My Brain Made Me Do It!

At the crossroads of science and law, Vanderbilt University Professer Owen Jones of law and biology (yes, another Law/Bio Prof) has published an article contending that violence and anti-social behavior is a result of brain dysfunction.  Researching prisoners, he contends that things such as brain damage cause people to engage in criminal conduct.  If the brain damage is repaired, the criminal conduct disappears. 

As with all peer reviewed medical journal type essays, the title tells you the theory and the rest of the article tries to prove it.  If you’re any good a statistical analysis, you can judge for yourself the validity of the theory, but let’s assume the theory is correct.  Then what?

In law, we attribute violene and anti-social behavior to people being evil.  We punish them because they are malevolent, bad people deserving punishment.  What if they’re just sick?  What if some damage to their brain, or some chemistry screw up, causes some wierd action to come out that breaks the law, but they would never engage in this behavior if their brain was not damaged.  The answer, then, would seem that the sentence should be medical treatment, since that’s the cause of the problem and, once cured, they would present no danger or threat to society.  Being sick is not being morally culpable.  We don’t imprison people who have the flu, do we?

Or is this just another try at saying that people bear no responsibility for their conduct?  They appear to appreciate the consequences of their actions.  They know right from wrong.  They are witty at a cocktail party, so why should they get a free ride at committing a crime? 
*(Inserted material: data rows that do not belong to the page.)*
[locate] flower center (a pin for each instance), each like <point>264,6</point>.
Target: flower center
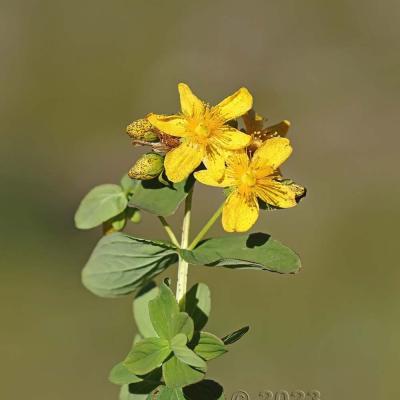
<point>202,131</point>
<point>248,179</point>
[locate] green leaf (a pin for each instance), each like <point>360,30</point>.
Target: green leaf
<point>147,355</point>
<point>235,336</point>
<point>120,375</point>
<point>177,374</point>
<point>124,394</point>
<point>167,393</point>
<point>163,310</point>
<point>183,324</point>
<point>133,214</point>
<point>165,316</point>
<point>156,198</point>
<point>99,205</point>
<point>204,390</point>
<point>118,222</point>
<point>197,303</point>
<point>187,356</point>
<point>245,251</point>
<point>128,184</point>
<point>141,309</point>
<point>143,390</point>
<point>120,264</point>
<point>179,340</point>
<point>209,346</point>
My anecdotal researh has recently made me believe that Prof. Owen may be on to something.  Neither he (nor I) say that all violent or anti-social activities are brain related.  Indeed, in my opinion, many are decidedly related to the lack of use of the brain.  But I’ve found in the past couple of years that a number of my clients suffered from various psychological disorders.  Undiagnosed when they came to me, I’ve used forensic and neuro psychs to evaluate these clients only to find that they are severely screwed up people.  This is a medical term, so do not use this term at home without an expert standing by.

For instance, I recently represented a 62 year old man, very successful in legitimate business, who just happened to have done a couple of 15 year bits in prison for drug dealing along the way.  Very intelligent in an idiot savant kinda way, he presented (another medical term) with a bizarre grandiosity and a remarkable ability to shift focus without notice when confronted with unpleasant reality.  He had never been evaluated for mental illness, so I had him seen by some really good people.  Suprise!  They tell me he’s a raging bipolar.  He doesn’t meet any definition of insanity, as he fully understands and appreciates the consequences of his acts.   He just lapses into this state of twisted judgment when confronted with criminal opportunity where he punishes himself by making bad decisions.

So we realize his condition after I got him an exceptionally good plea agreement in federal court following a lengthy suppression hearing where he testified.  When it comes time for sentence, we present this to the judge.  She looks at me cross-eyes, asking, “Are you saying that the defendant is not guilty by reason of mental disease or defect?”  Noooooooo, I’m saying that the defendant is quite guilty, but that he is not the evil, morally culpable miscreant that his horrendous criminal history suggests.  I’m saying he is a sick man, and was never diagnosed in all those years in prison, and came out as sick as he went in.  I’m saying that he needs treatment, not a prison cell. 

I have never seen an argument fall upon deaf ears as this one.  Not only was the judge unpersuaded, but she so totally missed the boat as to suggest that the entire psychiatric discipline, organic and otherwise, should suck eggs.  To this judge, there was only two choices:  You’re either totally drooling nuts or just plain evil.  No shades of grey here, thank you very much.

So what can we expect from solid research by folks like Prof. Owen?  A legal system with a history going back to the M’Naghten case of 1843 that can’t quite figure out how to fit mental illness into its paradigm.  The problem for society is that this refusal to understand the problem means that we won’t fix the problem, putting people in jail who don’t need it and cutting them loose to commit new crimes that could have been prevented.  It’s an expensive, wasteful and dangerous way to deal with a problem by denying it.  It makes no one safer and helps no one.  We have a name for this sort of failure:  the criminal justice system.